Photo Finishing Trends

Two recent photofinishing tools, Adobe LightRoom and Nikon’s Capture NX have set a new back-to-the- future direction to photofinishing. Neither of these tools has either layers or masks or filters – the concentration in both is rendering a photo finished – not composited, filtered or gardened – finished.

My brother Greg has raised the following essential issue – why do camera RAW and other digital images whether from my own CanonDSLRs or my colleagues’ Nikon D80s and D1s – why are these images so … raw? So less than what was expected or what I thought I saw? When I take videos of the same scene at the same time and nearly identical lighting conditions the videos inevitably appear to be closer in brightness, color and saturation to what I originally saw – while the videos are much closer in color, brightness and saturation to what I originally pictured – and they come at 32 frame per second.

Because still images, even taken from elite digital cameras, are stillborn – they need photo finishing.

Also because our eyes regularly lie to us.

The latter condition engenders the need for photofinishing. Our eyes and brains are constantly playing trompe d’oeil on ourselves. Converting the raw incoming light and assembling it in our heads in such a way that our perceptions are better able to comprehend what we “saw”. But that may and does differ from the raw light stimulus – hence the difference between what a camera “sees” and what we as human beans “see”.

But there is more. Human beans perceive colors differently. 85.5% of people have normal color vision – we would generally agree reasonably closely on test of colors hues – but would diverge a bit more on questions of brightness and saturation. However, 5% of men and just about 1% of women have Deuteranomaly in their color perceptions – causing them to right shift hues on the color wheel about 5 degrees from what the consensus would be among those with normal color vision. Another 1% of men have Protanopy which right shifts hues on the color wheel by about 30 degrees – bright orange becomes a slightly less saturated yellow green. And another 1% of men have ….

You get the jist of what is a long list of human color misperceptions. Ditto for brightness and and contrast – our brains are not always telling us the whole truth and nothing but the truth so help me God. Hence the need for photofinishing. And its all the camera makers fault.

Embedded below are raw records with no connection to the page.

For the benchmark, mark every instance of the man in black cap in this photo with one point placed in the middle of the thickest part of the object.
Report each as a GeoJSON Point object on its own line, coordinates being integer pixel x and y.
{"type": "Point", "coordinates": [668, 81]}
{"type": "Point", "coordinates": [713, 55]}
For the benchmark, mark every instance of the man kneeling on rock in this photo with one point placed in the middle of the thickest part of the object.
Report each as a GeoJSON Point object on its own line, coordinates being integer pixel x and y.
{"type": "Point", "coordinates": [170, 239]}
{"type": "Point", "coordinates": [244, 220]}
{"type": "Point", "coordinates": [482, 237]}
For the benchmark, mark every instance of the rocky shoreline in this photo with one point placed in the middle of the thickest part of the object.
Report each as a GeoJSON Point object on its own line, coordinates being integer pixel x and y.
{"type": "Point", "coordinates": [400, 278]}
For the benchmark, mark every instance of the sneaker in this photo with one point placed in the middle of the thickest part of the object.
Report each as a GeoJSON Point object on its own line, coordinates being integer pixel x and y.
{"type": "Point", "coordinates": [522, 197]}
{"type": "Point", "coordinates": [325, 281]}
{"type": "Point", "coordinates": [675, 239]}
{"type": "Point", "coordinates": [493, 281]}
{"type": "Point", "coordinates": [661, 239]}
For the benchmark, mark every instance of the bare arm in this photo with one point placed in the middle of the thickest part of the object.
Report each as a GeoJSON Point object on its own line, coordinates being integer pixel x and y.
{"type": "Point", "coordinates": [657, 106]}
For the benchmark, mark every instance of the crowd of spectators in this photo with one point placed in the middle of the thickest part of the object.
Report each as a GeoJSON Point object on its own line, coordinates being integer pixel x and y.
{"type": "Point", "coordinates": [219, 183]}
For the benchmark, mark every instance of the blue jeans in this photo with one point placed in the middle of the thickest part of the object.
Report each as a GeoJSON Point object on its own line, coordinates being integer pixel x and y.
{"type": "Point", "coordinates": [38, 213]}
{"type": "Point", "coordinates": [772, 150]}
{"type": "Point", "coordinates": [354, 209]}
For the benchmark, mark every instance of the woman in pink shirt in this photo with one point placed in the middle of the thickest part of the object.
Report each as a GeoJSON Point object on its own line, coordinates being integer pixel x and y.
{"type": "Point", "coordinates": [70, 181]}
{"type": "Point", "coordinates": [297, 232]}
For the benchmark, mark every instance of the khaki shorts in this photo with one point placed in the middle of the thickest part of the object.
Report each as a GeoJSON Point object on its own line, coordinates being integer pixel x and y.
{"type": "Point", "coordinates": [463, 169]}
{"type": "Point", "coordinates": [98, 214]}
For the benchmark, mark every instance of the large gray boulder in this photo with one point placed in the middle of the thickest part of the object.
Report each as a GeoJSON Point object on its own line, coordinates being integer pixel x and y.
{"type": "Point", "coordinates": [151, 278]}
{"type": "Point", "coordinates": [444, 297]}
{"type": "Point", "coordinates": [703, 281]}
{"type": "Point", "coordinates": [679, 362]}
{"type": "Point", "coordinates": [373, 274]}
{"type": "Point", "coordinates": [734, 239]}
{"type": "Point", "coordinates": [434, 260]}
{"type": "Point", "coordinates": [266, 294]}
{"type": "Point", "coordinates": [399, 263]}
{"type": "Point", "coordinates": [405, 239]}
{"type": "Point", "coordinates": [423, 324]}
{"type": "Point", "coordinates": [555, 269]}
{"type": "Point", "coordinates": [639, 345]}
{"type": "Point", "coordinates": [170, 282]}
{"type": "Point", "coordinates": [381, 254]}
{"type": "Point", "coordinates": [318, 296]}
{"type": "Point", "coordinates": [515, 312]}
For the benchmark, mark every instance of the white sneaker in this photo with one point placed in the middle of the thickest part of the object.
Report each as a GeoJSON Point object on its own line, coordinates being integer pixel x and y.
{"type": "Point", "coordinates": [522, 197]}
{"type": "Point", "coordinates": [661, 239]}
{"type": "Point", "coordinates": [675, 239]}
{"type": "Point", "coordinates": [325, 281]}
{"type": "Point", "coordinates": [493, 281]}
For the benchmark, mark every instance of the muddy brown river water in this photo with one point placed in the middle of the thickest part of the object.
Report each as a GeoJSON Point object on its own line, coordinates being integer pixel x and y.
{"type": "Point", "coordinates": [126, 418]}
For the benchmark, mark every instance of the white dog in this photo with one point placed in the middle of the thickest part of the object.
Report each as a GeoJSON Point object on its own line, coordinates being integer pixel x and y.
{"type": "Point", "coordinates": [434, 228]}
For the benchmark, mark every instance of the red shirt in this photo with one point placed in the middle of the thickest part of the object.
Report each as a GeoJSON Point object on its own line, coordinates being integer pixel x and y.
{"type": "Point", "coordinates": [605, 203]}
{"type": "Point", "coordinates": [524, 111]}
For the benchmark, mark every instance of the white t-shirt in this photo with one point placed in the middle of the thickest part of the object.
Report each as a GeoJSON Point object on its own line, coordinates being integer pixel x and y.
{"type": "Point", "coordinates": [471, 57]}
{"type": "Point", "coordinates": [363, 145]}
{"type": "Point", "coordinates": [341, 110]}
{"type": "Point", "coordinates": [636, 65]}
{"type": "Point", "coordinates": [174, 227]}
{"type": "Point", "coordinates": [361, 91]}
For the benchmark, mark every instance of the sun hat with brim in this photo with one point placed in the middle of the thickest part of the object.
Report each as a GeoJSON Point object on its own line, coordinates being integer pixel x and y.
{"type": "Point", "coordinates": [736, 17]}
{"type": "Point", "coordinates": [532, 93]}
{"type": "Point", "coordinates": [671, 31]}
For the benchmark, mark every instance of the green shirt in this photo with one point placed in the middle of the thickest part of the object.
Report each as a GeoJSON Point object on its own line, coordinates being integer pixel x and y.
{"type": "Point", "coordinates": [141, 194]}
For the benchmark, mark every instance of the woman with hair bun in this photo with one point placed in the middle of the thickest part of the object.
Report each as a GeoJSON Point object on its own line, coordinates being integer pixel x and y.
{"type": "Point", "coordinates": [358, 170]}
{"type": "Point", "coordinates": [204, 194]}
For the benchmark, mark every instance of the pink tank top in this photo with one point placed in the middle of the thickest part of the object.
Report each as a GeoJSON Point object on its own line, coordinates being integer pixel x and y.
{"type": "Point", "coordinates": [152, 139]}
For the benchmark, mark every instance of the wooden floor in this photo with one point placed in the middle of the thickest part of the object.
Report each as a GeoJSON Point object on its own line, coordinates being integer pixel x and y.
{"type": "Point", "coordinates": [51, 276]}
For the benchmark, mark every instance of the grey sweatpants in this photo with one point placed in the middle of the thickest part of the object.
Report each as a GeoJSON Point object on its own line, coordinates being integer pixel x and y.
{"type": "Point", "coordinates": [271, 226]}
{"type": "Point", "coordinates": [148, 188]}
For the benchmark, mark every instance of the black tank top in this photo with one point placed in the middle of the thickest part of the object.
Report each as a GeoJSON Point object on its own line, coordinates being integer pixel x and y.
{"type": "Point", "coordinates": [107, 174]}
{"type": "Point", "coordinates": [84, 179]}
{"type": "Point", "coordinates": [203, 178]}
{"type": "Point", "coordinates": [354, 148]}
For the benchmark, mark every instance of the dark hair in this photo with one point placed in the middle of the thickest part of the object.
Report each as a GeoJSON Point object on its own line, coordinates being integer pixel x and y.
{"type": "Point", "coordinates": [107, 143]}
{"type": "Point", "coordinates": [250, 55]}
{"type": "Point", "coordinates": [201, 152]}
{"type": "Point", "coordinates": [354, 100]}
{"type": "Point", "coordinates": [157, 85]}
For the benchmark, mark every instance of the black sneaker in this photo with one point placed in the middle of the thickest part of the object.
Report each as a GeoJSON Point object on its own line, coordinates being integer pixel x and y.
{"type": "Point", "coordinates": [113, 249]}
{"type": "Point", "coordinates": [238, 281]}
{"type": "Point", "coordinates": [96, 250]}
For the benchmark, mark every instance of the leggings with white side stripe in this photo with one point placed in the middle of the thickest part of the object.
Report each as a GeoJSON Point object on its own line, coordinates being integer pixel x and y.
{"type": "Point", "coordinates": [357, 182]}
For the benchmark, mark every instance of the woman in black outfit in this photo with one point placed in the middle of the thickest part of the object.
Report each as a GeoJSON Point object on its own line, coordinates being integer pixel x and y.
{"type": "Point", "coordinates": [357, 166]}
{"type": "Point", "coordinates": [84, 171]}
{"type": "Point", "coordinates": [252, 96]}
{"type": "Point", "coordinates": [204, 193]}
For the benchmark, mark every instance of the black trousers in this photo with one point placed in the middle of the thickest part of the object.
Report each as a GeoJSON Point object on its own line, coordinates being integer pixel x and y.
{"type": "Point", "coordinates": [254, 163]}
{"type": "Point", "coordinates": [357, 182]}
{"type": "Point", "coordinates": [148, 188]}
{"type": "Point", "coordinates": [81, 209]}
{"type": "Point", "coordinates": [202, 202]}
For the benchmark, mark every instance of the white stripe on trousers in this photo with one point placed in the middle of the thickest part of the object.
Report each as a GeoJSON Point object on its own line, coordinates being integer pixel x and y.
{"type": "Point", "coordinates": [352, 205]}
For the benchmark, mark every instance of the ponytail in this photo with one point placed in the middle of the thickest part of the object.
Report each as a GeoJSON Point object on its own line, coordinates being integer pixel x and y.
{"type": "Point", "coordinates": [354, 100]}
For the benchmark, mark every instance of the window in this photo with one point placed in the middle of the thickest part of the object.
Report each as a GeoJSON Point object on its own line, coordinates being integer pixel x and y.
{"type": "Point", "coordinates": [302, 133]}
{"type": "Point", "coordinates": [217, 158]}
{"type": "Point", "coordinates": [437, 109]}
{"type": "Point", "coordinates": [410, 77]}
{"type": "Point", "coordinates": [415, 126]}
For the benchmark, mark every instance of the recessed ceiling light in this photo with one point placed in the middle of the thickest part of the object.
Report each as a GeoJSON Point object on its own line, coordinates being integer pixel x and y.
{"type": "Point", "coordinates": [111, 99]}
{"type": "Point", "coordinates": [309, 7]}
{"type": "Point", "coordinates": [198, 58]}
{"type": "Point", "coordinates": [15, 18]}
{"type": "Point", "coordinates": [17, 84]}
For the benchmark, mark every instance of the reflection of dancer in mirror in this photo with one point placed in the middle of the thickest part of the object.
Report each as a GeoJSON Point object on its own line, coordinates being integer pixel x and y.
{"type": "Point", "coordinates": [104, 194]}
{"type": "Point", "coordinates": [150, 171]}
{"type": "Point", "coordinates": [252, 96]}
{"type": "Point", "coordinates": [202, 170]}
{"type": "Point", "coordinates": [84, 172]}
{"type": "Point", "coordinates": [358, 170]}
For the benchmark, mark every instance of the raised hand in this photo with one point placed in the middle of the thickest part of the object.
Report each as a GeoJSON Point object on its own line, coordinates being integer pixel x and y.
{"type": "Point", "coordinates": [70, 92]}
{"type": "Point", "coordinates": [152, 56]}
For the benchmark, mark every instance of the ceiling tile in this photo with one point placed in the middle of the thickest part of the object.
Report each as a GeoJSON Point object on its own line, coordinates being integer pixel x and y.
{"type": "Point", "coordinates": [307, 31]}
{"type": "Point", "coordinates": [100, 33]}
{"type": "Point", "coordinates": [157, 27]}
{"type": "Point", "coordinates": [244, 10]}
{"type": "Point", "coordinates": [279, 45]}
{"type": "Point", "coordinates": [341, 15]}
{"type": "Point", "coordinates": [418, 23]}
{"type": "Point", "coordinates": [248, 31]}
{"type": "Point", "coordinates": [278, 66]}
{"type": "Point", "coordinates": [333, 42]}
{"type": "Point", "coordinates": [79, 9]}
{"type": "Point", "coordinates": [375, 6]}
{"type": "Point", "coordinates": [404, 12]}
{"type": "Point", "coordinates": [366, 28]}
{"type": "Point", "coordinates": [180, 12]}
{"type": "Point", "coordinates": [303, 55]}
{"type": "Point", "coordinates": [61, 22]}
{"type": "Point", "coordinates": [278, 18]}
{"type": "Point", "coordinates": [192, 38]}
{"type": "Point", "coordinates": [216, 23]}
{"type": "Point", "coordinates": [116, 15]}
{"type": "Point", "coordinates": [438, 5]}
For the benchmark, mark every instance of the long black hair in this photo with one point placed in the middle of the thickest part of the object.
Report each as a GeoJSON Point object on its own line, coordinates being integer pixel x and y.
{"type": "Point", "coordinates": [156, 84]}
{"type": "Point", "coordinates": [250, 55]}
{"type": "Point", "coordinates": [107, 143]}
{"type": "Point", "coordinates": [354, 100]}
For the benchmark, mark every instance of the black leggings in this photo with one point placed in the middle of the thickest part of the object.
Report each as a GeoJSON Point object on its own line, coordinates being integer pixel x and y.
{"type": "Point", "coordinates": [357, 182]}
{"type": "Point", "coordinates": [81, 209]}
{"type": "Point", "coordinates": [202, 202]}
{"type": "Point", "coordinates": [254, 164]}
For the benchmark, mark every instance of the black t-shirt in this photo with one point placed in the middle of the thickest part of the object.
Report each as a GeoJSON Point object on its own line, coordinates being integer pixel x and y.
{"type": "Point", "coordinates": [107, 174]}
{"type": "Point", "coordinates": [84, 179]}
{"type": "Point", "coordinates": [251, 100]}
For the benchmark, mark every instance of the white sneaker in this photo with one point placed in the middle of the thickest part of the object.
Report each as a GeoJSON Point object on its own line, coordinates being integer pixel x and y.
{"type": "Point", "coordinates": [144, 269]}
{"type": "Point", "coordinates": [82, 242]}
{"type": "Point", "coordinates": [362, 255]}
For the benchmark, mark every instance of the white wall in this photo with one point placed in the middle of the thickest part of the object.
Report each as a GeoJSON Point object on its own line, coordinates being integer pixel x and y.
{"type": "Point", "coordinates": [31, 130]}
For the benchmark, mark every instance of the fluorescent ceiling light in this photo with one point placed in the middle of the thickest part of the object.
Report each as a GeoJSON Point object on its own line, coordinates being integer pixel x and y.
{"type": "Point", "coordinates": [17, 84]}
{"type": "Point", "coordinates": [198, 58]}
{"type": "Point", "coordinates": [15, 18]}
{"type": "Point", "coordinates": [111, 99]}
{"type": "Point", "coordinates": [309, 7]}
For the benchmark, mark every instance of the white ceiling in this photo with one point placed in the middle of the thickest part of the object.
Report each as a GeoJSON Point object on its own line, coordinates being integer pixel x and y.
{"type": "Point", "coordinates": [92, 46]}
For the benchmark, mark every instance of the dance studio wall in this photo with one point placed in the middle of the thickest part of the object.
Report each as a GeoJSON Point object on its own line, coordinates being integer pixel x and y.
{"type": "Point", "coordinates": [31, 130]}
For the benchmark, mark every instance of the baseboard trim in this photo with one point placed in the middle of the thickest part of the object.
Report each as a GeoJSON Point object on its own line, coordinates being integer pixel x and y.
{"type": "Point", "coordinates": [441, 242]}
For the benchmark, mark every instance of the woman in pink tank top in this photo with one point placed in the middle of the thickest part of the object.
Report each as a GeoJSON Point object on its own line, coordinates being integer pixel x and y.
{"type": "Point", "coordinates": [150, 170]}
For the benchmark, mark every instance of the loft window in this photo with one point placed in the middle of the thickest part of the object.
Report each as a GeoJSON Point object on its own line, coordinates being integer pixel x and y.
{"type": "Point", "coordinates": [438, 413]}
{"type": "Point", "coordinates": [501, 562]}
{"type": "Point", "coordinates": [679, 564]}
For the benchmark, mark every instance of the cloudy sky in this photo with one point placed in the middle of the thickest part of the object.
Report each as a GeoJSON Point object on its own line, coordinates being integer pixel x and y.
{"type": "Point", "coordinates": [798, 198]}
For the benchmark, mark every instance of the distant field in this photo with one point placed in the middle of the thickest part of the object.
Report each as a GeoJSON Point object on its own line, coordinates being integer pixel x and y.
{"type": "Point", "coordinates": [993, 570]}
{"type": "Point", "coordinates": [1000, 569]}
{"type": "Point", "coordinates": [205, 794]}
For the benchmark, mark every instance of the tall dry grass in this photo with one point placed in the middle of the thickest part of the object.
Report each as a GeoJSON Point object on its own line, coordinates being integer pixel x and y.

Enter Digital Camera Makers

Digital camera makers have taken an optics approach. Let the science of optics determine the quality of what is being recorded especially in camera RAW images files. When camera makers convert to JPG they do some conversions to a bit more punchy and saturated colors influenced by the users white balance and contrast settings. And now in handheld cameras, the makers now have as many as a dozen setting such as macro, portrait, landscape, and many others for which they will make default/preset adjustments to the HSL-Hue, Saturation, and Lightness when rendering the images into .JPG files. And the processing is getting ever more sophisticated, as areas of high versus low brightness are processed differently, etc.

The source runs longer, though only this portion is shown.